# What is this??



## fishwendel2 (Nov 19, 2007)

I would like to think it's a bobcat but could it be just a wild cat?


----------



## jrbird (Jan 16, 2011)

the tail is to long for it to be a bobcat. i would say its a stray cat.


----------



## alpine5575 (Jul 22, 2006)

I would say house cat, I don't think bobcat's have long tails. I could be wrong though, never have seen one myself.


----------



## alpine5575 (Jul 22, 2006)

jrbird said:


> the tail is to long for it to be a bobcat. i would say its a stray cat.


Sorry, I must have been typing as you already posted !!


----------



## slimdaddy45 (Aug 27, 2007)

looks like just a cat aint no
bobcat


----------



## fishwendel2 (Nov 19, 2007)

This location is way out there too but I have never seen a bobcat so thought I would put it out there...thanks for the input!


----------



## kernal83 (Mar 25, 2005)

If that is a House cat it is huge


Outdoor Hub mobile, the outdoor information engine


----------



## Mushijobah (May 4, 2004)

It's a house cat...lol. In before bigfoot's pet, sabertooth cat.


----------



## sherman51 (Apr 12, 2011)

jrbird said:


> the tail is to long for it to be a bobcat. i would say its a stray cat.

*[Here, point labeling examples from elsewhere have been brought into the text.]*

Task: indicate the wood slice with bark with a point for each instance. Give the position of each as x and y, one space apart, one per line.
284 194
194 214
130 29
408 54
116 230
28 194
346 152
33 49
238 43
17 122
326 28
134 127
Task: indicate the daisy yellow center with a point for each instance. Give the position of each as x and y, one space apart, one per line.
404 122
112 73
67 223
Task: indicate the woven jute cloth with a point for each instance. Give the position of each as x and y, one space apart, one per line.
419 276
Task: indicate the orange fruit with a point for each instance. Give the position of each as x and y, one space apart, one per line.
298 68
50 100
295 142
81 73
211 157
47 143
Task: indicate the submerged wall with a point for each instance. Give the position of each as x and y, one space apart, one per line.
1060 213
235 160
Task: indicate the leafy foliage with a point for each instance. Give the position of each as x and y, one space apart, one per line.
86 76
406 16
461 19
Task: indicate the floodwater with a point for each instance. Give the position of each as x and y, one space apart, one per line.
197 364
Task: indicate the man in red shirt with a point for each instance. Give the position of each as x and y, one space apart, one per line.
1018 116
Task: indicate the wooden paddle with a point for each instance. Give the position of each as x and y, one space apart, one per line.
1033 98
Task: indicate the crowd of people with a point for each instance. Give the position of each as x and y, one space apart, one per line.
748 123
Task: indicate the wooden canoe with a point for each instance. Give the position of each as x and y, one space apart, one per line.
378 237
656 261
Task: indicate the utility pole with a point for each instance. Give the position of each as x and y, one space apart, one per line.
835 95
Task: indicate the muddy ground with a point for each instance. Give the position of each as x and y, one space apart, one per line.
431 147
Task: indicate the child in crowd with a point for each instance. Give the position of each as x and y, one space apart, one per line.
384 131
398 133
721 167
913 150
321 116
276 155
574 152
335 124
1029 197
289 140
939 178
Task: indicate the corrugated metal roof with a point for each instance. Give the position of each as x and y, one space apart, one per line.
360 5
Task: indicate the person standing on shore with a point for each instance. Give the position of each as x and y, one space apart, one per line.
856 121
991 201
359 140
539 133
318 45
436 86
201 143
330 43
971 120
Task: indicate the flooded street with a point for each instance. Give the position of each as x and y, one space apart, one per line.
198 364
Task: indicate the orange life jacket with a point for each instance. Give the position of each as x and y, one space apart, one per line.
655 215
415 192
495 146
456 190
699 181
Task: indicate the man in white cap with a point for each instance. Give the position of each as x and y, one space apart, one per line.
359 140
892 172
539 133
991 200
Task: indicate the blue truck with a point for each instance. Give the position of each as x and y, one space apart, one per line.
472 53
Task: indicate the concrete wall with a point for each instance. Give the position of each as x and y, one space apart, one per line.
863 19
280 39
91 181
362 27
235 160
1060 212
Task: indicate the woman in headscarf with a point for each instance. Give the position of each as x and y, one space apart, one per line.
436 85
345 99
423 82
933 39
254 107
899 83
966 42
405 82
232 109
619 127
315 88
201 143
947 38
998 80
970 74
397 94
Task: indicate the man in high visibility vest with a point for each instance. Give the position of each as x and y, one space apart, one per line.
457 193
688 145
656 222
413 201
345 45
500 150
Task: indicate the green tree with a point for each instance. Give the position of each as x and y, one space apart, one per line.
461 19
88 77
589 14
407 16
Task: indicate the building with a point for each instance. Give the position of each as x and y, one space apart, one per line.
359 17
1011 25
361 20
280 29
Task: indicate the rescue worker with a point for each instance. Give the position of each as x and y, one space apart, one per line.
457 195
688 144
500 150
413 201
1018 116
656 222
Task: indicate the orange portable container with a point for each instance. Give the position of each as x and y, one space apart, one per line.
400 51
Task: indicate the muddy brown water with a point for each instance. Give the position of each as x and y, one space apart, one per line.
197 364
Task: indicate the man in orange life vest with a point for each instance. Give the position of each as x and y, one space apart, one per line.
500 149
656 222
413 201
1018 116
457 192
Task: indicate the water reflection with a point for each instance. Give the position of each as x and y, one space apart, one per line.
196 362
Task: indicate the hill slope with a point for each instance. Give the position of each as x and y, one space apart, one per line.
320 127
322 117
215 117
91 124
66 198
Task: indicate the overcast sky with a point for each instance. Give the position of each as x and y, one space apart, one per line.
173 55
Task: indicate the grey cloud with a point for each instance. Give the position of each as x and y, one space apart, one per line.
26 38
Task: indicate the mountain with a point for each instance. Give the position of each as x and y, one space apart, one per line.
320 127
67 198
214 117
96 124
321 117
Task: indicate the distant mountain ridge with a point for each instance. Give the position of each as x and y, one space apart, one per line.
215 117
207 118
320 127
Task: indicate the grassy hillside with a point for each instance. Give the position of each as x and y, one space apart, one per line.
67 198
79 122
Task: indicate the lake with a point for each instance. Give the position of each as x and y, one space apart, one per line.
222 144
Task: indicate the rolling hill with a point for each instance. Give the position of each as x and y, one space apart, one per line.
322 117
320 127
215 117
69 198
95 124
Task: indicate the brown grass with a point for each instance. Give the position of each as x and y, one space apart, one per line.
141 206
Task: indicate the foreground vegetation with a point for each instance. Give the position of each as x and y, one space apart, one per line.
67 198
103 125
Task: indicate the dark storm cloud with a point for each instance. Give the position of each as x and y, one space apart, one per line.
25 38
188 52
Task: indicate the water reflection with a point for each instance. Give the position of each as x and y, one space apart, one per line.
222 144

trying not to sound like a smart a$$, but the tail is why they call them a bobcat. i have seen a few in my days and this ones tail is way to long.
sherman


----------



## fordmanforever (Oct 24, 2011)

i hunted in the hills of southeastern ohio for years. on more than one occasion i saw domestic cats walking through the woods, even pass right under my tree, with houses no where near i was hunting.


----------



## samiam (Jan 6, 2011)

It look like my cat. She was gone for a few days and came back last night.


----------



## hopintocash2 (Aug 14, 2011)

just a cat, seen many like that from my stand. but still amazing how big some of them get. like someone metioned before, a BOBcat has a BOB tail.


----------



## OhioCatter (Feb 26, 2012)

Just an old house cat, tail and markings are wrong.


----------



## greatthosu (May 11, 2009)

A long legged House cat.


----------



## ezbite (May 25, 2006)

just a kitty


----------



## Steelheadphycho (Mar 12, 2012)

M
E
O
W
¡!¡!


Steelhead PSYCHO!


----------



## Dandrews (Oct 10, 2010)

I'm pretty sure it's a chupacabra.


----------